Professor William Ferris will give a lecture Friday based on his latest book “Give My Poor Heart Ease: Voices of the Mississippi Blues.” This event is in celebration of Black History Month.
Staff writer Rebecca Pollack sat down with Ferris to talk about his book and his life growing up in Mississippi.
ATTEND THE EVENT
Time: 6 p.m. to 8:30 p.m.
Location: The Friday Center
DAILY TAR HEEL: What was the inspiration for this book?
WILLIAM FERRIS: I was inspired by growing up on a farm in Mississippi and hearing spirituals in a little black church as a child.
As I grew older I realized there were no hymnals in the church, and when the families were no longer there, the music would disappear.
In high school, I began to record and photograph the church and the music and sermons, and that led later to photographing and interviewing blues singers and to a career as a folklorist and teaching.
Several years ago I decided to go back and publish the interviews I did with musicians with pictures and to edit those so that each voice would have its own chapter in the book with photographs and accompaniment.
DTH: Mississippi is your home state, so how did living there influence your desire to write this book?

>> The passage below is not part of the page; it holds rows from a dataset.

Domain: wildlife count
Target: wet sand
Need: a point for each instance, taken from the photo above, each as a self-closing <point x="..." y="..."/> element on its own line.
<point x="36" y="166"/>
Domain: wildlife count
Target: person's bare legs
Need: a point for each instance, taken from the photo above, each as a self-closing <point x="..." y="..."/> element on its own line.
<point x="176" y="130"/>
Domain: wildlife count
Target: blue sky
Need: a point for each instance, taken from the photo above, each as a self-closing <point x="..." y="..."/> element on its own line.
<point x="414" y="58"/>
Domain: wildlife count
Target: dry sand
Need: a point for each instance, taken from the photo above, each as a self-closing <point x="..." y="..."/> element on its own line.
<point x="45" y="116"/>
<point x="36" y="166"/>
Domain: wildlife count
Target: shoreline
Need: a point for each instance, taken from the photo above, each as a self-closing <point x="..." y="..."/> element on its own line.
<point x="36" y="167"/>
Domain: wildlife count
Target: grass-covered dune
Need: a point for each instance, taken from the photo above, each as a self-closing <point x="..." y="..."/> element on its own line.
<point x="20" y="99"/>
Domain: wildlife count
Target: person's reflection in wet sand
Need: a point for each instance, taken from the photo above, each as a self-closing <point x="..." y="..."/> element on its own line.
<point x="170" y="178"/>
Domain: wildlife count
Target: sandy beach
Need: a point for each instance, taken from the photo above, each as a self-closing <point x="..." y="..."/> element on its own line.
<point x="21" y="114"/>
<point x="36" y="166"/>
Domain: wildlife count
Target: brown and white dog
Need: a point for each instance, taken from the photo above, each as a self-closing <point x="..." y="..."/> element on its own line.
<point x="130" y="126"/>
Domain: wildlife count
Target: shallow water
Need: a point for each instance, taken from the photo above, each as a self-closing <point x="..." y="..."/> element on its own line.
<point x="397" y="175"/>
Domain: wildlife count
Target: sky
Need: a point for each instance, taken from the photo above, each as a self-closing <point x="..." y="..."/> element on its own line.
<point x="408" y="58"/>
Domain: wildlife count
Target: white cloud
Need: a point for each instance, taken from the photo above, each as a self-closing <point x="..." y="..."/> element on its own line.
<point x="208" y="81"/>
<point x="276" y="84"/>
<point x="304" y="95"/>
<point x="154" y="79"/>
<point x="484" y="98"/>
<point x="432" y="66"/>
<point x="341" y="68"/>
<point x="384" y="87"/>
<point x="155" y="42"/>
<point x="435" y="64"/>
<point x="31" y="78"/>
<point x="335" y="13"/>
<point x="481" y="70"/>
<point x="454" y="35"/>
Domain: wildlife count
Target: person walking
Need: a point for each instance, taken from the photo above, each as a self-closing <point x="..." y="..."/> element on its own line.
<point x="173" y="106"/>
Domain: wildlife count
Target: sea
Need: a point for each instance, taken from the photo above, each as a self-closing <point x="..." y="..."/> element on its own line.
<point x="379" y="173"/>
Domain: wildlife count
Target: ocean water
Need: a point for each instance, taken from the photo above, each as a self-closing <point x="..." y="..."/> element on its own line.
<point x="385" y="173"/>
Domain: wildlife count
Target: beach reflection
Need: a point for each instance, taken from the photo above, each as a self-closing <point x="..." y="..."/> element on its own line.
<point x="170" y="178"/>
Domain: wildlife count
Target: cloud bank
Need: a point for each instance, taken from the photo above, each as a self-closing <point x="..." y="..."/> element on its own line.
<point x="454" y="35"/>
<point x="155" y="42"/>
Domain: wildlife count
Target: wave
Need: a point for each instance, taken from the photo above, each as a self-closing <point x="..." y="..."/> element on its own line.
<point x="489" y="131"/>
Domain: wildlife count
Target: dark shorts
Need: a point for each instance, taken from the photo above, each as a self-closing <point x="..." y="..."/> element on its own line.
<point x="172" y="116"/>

WF: I felt that without me as a folklorist, these lives would be forgotten after their death.
I tell my students an African proverb that says, “When an old man or woman dies, a library burns to the ground.”
These people are my libraries, and their wisdom is what I try to share with my students in my classes.

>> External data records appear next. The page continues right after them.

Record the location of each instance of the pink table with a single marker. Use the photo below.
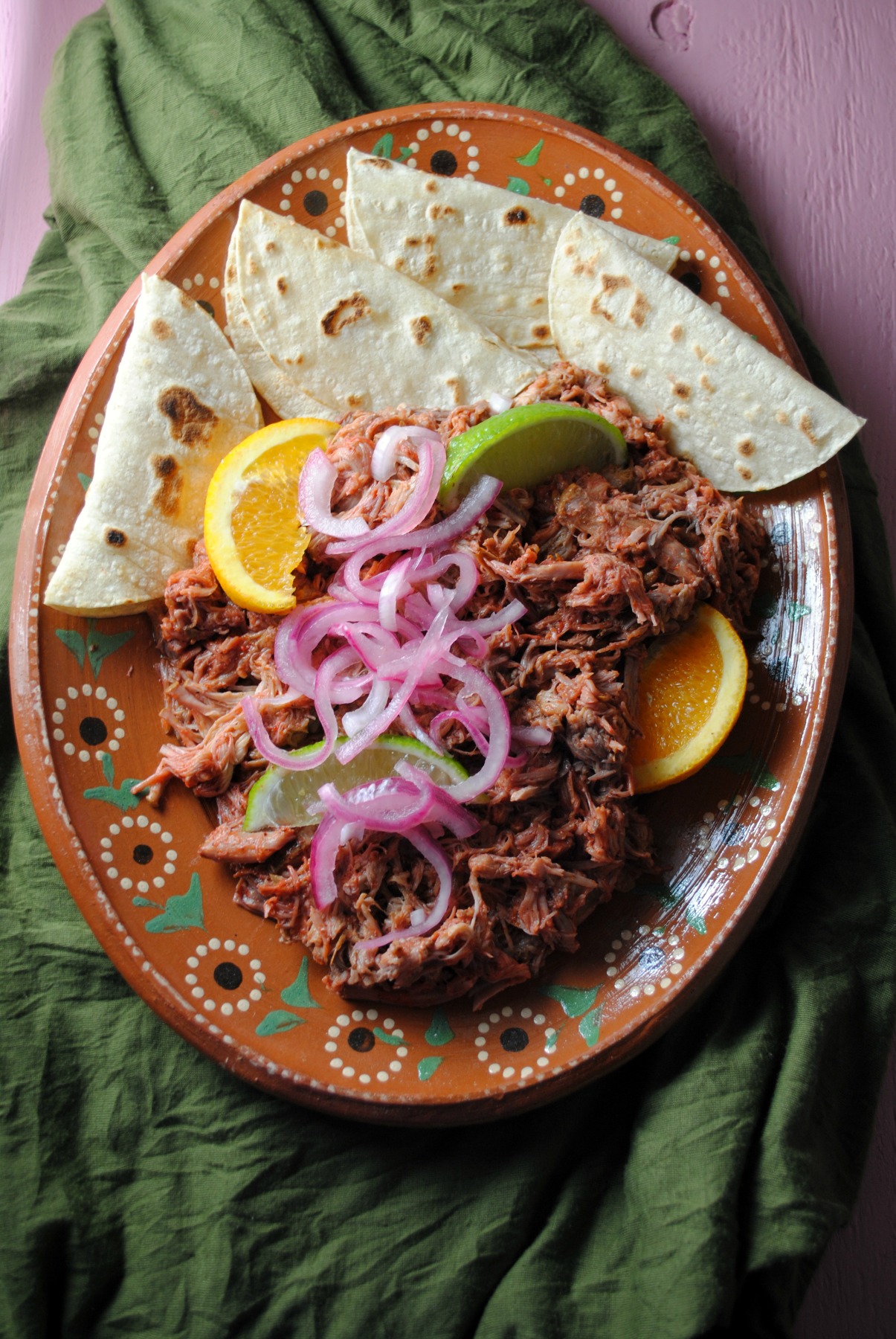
(796, 102)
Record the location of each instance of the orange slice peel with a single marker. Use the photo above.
(254, 532)
(690, 694)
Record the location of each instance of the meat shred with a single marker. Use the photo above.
(605, 564)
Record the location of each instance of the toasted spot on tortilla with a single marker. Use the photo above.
(346, 312)
(190, 421)
(807, 428)
(613, 283)
(640, 308)
(421, 328)
(168, 495)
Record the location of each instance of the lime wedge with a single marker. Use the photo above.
(528, 445)
(280, 798)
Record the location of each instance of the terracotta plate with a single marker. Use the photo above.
(87, 701)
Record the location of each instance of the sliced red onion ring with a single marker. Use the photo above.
(393, 589)
(429, 655)
(474, 505)
(382, 465)
(417, 505)
(444, 809)
(355, 721)
(265, 746)
(389, 805)
(433, 852)
(532, 736)
(498, 725)
(300, 632)
(315, 493)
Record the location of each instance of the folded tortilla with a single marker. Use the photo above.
(354, 334)
(481, 248)
(744, 417)
(283, 395)
(180, 402)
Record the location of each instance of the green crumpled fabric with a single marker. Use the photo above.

DTH: What were the musicians like that you talked to?
WF: They were very thoughtful, sensitive people who took time to visit with me and to explain their music and their lives.

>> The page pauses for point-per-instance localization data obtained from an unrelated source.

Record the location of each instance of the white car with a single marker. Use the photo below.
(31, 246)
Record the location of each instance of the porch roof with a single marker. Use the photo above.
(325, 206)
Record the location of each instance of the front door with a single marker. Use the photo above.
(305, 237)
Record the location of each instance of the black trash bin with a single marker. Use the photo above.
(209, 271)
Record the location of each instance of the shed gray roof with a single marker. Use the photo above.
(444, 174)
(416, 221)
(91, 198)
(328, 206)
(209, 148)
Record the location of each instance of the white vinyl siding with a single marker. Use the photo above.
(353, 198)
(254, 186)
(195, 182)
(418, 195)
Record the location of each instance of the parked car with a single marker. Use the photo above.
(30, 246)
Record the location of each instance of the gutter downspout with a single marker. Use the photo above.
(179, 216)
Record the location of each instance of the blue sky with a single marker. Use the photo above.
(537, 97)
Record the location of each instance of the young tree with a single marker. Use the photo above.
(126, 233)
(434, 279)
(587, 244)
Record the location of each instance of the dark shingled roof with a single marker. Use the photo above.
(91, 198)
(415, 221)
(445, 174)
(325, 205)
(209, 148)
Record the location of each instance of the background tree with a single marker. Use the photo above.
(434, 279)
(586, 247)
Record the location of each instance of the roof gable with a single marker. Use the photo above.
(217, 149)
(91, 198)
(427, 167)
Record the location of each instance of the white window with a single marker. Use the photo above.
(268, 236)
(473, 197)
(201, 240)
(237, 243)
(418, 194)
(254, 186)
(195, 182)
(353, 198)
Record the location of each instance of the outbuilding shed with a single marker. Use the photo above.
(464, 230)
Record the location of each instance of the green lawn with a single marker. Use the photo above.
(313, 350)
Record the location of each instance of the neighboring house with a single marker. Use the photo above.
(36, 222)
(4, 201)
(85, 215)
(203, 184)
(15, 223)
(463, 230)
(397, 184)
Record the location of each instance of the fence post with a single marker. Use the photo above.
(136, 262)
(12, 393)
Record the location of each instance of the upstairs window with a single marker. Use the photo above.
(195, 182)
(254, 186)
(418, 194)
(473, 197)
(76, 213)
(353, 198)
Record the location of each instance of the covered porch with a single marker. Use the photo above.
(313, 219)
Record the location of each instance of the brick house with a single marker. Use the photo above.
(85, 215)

DTH: What kinds of interesting stories did they have?
WF: They told stories about their childhood, about religious conversions — seeing Jesus. They told stories about racial violence and their struggle as black people to survive white Mississippi.
DTH: Why is this book important to history and anyone who likes blues music?
WF: This book is important because it is a window into lives and souls of black musicians whose world is rarely captured within the library.
Their music and their lives are part of oral tradition, and this book captures that tradition through the printed interviews, the photographs, the sound recordings and the films, which are all included in the book.
DTH: You say that this culture was off limits to you. What was it like being a white Mississippian who enjoyed this aspect of culture?
WF: I felt very privileged. I felt I had been given a special blessing to be allowed into the homes of the musicians and to share meals and to party with them.
The culture was off limits because of the Jim Crow apartheid system that existed in Mississippi in the 1960s. It was dangerous for white and black people to be together during that period.
DTH: How was it inspiring, talking to the musicians?
WF: It was inspiring to me because they opened my eyes to a world I had never known as a white Mississippian.
They led me to a different space, and through the work I did for this book, I discovered those worlds, which were very powerful.